My name is Moose, I’m from Washington DC, and I’m aware of a feeling of calm and peace.
Celebrate the Body Erotic was, as always, a fantastic experience. Slightly smaller group, I think (28, including the staff), but the energy was fantastic. My impression was that while there were, as always, some men with wounds to explore, there seemed to be less crying and more laughter this time around on Sunday (for those who haven’t been, on the final day there’s a long, focused massage that frequently is a very strong emotional experience for those being massaged).
For my own part, I did laugh again on Sunday, but not quite as much as I did the previous two times I’ve done this workshop. The laughter started earlier in the session, but it died down and the feeling I got was more one of energy building up inside, like the qi (probably more specifically jing qi) kept accumulating until the end when I had to gather and release it upward (away from other participants). I repeatedly had to throw the energy off – it was too much to hold onto for long. But while I had it and could play with it? Wow. Even now the thought makes me tingle.

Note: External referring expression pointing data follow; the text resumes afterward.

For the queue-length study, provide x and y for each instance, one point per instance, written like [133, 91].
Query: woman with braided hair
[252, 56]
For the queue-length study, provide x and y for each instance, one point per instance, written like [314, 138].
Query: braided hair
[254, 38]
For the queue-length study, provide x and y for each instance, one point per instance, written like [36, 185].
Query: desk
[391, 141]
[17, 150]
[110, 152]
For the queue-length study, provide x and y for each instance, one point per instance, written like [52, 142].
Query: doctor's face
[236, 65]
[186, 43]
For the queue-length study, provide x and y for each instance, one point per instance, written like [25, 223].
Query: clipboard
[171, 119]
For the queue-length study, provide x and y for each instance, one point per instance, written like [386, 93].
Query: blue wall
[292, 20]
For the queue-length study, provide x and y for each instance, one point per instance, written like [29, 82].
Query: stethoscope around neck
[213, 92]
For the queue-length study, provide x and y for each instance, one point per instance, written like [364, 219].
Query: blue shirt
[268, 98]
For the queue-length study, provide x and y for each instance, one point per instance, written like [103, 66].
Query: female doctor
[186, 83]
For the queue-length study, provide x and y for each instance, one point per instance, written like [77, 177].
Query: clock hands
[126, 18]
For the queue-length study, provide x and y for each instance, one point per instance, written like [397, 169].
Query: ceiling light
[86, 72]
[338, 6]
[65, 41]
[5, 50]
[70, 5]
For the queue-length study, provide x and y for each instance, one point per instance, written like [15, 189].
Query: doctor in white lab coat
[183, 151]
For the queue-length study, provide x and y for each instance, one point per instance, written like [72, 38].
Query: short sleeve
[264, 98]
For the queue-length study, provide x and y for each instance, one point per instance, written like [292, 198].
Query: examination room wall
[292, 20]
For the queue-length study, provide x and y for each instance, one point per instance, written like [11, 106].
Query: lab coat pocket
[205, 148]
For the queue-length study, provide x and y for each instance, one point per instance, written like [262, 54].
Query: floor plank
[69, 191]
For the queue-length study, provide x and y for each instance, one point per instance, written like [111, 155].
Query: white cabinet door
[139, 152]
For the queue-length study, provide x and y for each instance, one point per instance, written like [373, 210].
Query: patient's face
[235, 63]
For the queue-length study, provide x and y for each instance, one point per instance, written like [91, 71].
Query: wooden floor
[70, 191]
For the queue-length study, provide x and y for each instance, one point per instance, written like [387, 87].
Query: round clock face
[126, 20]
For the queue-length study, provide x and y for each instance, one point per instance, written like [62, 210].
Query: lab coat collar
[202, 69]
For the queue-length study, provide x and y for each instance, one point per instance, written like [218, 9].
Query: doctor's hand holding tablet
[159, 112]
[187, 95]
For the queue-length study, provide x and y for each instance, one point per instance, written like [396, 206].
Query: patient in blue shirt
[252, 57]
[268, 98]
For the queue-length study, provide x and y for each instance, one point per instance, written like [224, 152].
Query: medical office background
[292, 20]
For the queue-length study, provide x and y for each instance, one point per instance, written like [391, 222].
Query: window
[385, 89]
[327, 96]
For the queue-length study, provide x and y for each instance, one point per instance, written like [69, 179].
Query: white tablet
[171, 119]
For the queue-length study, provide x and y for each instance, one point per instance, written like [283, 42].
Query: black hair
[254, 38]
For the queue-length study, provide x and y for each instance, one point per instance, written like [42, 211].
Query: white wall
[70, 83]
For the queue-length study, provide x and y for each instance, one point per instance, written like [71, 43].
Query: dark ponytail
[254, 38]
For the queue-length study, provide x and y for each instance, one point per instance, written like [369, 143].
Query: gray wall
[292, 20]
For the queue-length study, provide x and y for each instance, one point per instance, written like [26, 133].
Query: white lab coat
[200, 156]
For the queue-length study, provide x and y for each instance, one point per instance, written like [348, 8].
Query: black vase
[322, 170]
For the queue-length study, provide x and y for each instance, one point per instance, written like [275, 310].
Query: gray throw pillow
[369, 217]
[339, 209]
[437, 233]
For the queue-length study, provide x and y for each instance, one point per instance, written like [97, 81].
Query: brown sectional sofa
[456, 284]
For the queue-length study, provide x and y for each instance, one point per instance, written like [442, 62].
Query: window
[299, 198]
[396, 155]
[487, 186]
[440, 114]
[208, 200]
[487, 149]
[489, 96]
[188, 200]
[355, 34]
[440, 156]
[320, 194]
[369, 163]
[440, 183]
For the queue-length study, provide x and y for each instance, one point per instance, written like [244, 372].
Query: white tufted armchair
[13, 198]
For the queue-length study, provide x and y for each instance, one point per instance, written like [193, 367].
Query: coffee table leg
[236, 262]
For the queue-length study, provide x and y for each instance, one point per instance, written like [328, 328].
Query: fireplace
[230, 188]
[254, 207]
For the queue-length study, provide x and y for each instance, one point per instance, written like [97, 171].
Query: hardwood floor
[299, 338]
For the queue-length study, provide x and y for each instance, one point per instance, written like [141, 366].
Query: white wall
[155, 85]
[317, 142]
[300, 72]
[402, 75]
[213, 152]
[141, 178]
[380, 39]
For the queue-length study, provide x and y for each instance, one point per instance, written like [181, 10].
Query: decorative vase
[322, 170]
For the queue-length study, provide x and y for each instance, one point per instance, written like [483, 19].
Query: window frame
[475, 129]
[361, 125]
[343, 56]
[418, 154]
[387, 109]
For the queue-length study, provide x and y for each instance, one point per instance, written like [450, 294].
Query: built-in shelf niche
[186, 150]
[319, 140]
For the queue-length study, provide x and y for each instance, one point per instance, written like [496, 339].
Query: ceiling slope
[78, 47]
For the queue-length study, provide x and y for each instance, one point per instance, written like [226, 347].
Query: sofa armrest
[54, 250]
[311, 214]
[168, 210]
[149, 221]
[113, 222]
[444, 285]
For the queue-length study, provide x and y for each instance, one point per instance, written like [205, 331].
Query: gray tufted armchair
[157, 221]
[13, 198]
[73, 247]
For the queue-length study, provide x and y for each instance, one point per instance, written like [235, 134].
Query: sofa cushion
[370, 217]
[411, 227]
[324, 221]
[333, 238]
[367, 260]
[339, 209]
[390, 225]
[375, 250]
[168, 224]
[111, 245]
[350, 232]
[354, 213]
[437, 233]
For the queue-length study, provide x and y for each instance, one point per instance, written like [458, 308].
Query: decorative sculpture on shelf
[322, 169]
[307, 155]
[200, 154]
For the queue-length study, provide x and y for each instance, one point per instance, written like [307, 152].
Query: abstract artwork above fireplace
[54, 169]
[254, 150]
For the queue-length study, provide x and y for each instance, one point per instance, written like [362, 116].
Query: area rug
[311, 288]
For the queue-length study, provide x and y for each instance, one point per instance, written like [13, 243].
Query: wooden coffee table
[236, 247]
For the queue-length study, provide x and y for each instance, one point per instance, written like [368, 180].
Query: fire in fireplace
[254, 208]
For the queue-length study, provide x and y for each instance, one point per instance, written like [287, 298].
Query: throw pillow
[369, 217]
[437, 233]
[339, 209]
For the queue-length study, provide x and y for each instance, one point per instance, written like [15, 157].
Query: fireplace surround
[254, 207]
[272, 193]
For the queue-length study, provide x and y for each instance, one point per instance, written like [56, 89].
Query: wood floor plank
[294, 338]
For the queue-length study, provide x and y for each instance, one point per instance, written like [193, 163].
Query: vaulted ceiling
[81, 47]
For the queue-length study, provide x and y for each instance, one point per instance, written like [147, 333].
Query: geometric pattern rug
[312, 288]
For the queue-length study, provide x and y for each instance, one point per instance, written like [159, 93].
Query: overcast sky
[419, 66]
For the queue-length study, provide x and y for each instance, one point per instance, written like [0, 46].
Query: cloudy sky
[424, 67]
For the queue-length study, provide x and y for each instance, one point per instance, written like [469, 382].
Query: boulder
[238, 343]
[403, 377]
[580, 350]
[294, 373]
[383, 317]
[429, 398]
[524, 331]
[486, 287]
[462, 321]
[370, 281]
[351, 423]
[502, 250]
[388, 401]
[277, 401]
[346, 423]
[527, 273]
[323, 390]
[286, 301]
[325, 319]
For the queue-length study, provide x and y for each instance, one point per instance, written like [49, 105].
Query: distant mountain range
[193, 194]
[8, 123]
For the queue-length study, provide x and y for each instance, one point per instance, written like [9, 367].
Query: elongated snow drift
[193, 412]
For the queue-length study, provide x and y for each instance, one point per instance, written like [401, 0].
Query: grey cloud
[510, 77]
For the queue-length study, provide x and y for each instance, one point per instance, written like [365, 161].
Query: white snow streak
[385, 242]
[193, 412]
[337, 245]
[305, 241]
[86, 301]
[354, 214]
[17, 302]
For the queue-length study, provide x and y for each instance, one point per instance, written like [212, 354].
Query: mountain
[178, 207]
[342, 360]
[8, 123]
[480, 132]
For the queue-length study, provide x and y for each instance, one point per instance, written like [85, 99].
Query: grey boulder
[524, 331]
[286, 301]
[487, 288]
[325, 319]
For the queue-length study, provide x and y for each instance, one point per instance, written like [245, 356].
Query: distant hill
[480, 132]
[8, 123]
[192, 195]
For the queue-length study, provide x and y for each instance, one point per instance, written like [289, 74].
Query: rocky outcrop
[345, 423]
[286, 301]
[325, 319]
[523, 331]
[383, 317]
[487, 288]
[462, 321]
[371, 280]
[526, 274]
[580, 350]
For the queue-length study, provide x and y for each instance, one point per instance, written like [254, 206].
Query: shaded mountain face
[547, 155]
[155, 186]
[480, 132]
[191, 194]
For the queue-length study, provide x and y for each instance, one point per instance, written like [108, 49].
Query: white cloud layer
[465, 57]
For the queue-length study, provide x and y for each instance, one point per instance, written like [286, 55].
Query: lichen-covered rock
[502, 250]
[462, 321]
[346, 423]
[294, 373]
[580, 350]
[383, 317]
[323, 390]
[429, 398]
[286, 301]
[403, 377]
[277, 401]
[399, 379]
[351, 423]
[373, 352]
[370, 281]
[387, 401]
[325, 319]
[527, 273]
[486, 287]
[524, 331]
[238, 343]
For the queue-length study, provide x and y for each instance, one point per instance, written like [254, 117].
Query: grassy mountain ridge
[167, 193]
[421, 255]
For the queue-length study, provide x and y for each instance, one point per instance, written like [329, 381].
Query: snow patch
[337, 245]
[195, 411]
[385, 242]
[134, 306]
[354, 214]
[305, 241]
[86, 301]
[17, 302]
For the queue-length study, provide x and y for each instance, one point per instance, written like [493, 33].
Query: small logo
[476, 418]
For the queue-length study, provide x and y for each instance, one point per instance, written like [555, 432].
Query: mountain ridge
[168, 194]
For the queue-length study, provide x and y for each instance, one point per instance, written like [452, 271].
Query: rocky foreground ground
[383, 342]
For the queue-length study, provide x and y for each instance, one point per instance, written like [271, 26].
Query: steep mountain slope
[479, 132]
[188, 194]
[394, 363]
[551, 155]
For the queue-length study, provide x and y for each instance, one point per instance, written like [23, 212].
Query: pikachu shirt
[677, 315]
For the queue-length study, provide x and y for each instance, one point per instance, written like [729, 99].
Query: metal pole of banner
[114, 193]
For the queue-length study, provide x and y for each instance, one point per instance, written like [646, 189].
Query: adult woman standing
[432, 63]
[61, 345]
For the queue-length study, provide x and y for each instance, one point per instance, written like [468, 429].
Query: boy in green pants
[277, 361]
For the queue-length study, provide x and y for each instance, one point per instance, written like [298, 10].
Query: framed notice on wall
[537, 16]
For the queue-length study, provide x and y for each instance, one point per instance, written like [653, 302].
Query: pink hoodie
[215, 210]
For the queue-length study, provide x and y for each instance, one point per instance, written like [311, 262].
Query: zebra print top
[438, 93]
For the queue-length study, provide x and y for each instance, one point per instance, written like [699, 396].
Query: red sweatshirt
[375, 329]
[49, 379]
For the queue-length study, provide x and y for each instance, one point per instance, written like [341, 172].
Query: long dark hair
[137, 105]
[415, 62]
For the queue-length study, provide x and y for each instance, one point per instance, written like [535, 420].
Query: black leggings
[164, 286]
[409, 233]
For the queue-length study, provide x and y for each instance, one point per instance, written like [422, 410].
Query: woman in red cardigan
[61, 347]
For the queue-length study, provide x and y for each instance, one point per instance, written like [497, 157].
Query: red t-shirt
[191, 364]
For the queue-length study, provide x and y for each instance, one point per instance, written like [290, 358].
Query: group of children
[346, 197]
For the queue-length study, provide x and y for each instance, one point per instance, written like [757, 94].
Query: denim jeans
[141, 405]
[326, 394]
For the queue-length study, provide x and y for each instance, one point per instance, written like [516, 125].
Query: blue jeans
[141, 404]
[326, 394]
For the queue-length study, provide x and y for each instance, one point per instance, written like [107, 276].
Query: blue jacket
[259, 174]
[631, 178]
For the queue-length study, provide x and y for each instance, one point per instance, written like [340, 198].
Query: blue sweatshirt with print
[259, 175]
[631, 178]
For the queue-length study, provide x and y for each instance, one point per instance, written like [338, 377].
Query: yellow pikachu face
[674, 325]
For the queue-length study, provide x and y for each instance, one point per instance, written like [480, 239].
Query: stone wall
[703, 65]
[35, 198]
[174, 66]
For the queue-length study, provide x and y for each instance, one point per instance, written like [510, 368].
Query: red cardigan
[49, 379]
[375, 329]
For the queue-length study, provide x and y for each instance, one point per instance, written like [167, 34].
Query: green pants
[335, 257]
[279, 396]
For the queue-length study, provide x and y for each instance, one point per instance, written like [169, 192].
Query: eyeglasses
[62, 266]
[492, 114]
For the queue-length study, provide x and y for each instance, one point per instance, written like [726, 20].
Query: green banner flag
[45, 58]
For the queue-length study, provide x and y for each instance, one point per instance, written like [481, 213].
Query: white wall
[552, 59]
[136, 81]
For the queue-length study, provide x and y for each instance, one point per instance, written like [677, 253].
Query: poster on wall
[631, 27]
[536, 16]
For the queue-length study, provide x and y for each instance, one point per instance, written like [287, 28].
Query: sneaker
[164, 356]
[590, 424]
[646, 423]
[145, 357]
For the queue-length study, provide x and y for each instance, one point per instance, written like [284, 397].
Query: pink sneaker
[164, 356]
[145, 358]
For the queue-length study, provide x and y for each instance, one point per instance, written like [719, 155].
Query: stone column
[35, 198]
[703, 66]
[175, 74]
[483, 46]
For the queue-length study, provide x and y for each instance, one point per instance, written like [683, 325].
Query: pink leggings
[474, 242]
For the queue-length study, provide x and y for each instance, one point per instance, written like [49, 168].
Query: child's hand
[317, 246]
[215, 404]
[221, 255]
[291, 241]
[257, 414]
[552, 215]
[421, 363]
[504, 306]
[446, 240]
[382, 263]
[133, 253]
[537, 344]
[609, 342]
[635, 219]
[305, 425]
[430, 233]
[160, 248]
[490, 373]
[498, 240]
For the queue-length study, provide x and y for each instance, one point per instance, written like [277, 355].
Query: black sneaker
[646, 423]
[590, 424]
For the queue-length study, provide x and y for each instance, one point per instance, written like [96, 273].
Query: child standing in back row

The time spent down, with good food, friendly men, fresh air, good sleep, and lots and lots of touch was exactly what I needed. With this foot injury I have been withdrawn from my body, ignoring it while it healed, and not living inside of it. Not a healthy thing to do. So getting back to that, and reconnecting with it was precisely what I needed right now (though my “you-haven’t-been-running” calves are now telling me how much I haven’t been using them today!). I’m very glad I had made the decision to do this session this year. I think I’d like to do one of the week-long ones this upcoming year.
I highly recommend these to anyone and everyone (and yes, they have them for straight folks and couples, too). It’s not going to be everyone’s cup of tea, but I have found it very useful in my life.
So today I’m just sort of lounging and processing. I’ll do some errands later, but in the meantime I’m enjoying just being.